On August 12, 2008, the UK Home Office published new draft regulations requiring Internet service providers (ISPs) and telecommunications companies to retain Internet data, replacing the current “voluntary” approach. If approved by Parliament, the Electronic Communications Data Retention Regulations 2008 (EC Directive) would come into force on March 15, 2009. The regulations would revoke earlier UK regulations that implemented the EU Directive on Data Retention, which permitted Member States to delay Internet data retention even as they implemented retention rules for voice telecommunications companies’ traffic records.
According to the Home Office paper that commenced a consultation on the draft regulations, the cost of compliance could reach almost £50 million over eight years (consisting of an immediate £30.35 million in capital costs and another £16.23 million over that period). Comments are due by October 31, 2008.

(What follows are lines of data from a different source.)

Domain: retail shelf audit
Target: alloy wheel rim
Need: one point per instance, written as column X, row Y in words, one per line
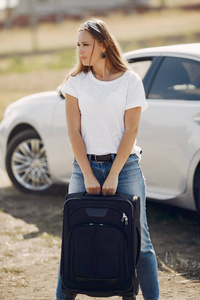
column 29, row 165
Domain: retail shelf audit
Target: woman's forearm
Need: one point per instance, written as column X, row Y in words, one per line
column 123, row 152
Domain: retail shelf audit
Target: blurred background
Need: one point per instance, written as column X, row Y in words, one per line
column 38, row 37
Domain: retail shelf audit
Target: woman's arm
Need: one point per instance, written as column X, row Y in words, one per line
column 131, row 123
column 74, row 129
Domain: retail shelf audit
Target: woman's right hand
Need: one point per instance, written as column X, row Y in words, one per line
column 92, row 185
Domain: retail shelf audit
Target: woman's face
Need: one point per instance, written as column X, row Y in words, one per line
column 89, row 49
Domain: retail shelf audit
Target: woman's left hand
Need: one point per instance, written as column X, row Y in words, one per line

The regulations provide that data must be retained for 12 months and can be accessed under the Regulation of Investigatory Powers Act (RIPA) by a wide range of government bodies, including local councils, health authorities, and even the Post Office. The Secretary of State could vary the 12- month period to between six and 24 months. The data that will be kept includes information about a call or Internet use, such as the time of the call or use, its instigating number or Internet protocol address, and the destination phone number, e-mail addresses, or URLs visited, but not content.